Regel 10: Informiere dich über weitere Regeln

Machen Sie sich diese Regeln zu Eigen und informieren Sie sich vor Ihren Fahrten über die für Ihr Fahrtgebiet bestehenden Bestimmungen. Sorgen Sie dafür, dass diese Kenntnisse und Ihr eigenes vorbildliches Verhalten gegenüber der Umwelt auch an die Jugend und vor allem an nichtorganisierte Wassersportler weitergegeben werden.

Fazit: Nachhaltiger Wassersport ist machbar – und notwendig.

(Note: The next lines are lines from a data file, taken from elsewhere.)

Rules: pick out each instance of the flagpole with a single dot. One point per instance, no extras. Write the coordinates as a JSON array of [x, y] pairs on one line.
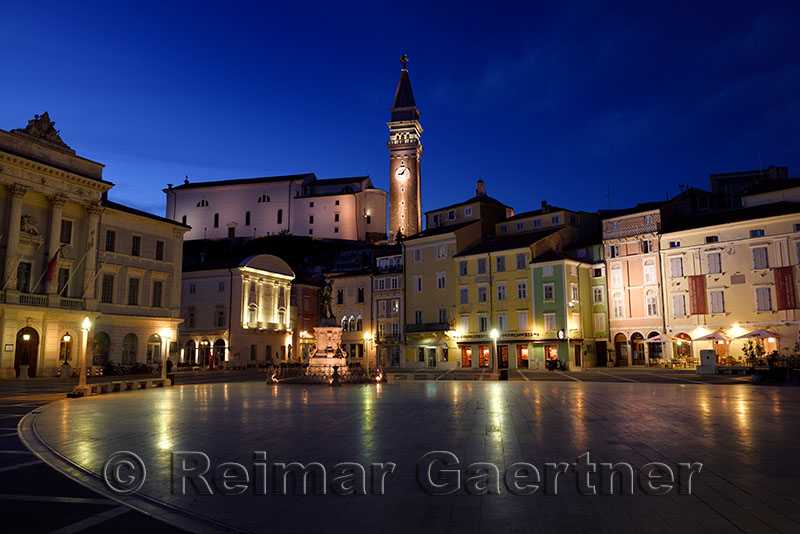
[[21, 257]]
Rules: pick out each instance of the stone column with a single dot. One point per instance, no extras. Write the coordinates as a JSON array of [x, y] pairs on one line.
[[90, 263], [12, 249], [54, 238]]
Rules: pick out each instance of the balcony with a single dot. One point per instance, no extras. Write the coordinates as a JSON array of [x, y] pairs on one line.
[[428, 327]]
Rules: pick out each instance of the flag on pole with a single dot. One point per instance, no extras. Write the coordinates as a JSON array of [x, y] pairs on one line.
[[51, 267]]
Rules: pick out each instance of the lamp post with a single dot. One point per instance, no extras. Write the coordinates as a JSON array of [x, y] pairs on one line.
[[165, 352], [494, 335], [367, 339], [85, 327]]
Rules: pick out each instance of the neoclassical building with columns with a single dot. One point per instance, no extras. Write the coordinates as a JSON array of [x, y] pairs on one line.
[[69, 253]]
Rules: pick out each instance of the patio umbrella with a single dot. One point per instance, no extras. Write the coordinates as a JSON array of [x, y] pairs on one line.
[[714, 336], [760, 333]]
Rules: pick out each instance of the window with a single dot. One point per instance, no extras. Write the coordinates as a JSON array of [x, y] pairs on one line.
[[649, 272], [548, 292], [717, 301], [522, 290], [763, 299], [597, 294], [676, 267], [66, 231], [679, 305], [133, 291], [111, 240], [158, 286], [616, 275], [599, 320], [501, 292], [482, 294], [63, 279], [522, 321], [107, 289], [617, 306], [760, 258], [651, 304], [502, 322], [714, 263], [441, 281]]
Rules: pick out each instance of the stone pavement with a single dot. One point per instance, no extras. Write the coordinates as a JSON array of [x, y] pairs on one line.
[[745, 436]]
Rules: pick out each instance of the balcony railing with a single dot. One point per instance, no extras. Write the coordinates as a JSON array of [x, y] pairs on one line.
[[428, 327]]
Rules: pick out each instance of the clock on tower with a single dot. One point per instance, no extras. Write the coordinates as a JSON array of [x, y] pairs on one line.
[[405, 149]]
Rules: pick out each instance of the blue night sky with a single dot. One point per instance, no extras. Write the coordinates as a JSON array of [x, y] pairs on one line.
[[546, 101]]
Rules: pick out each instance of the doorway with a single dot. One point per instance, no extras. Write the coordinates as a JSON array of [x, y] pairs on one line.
[[27, 350]]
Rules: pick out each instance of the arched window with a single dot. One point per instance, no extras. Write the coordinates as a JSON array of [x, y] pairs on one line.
[[153, 349], [102, 346], [130, 346]]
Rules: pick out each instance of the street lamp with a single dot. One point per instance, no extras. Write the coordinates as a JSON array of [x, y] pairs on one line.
[[85, 327], [165, 352], [494, 334], [367, 339]]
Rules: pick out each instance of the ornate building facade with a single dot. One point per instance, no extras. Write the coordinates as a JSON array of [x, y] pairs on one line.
[[69, 253]]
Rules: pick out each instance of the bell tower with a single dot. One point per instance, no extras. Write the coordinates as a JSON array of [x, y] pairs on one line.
[[405, 149]]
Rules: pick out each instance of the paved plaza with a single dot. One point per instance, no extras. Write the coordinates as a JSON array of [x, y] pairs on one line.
[[744, 436]]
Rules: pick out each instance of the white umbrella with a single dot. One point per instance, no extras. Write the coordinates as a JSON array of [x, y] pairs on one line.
[[714, 336], [760, 333]]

Die „10 Goldenen Regeln“ bieten eine klare Orientierung für alle, die naturnahen Wassersport betreiben möchten. Ob Kanufahrer, Segler, SUP-Fans oder Hausboot- oder Motorbootfahrer: Wer diese einfachen Grundsätze beherzigt, leistet einen wertvollen Beitrag zum Naturschutz. So bleibt das Wasser für alle ein Lebensraum und ein Ort der Erholung.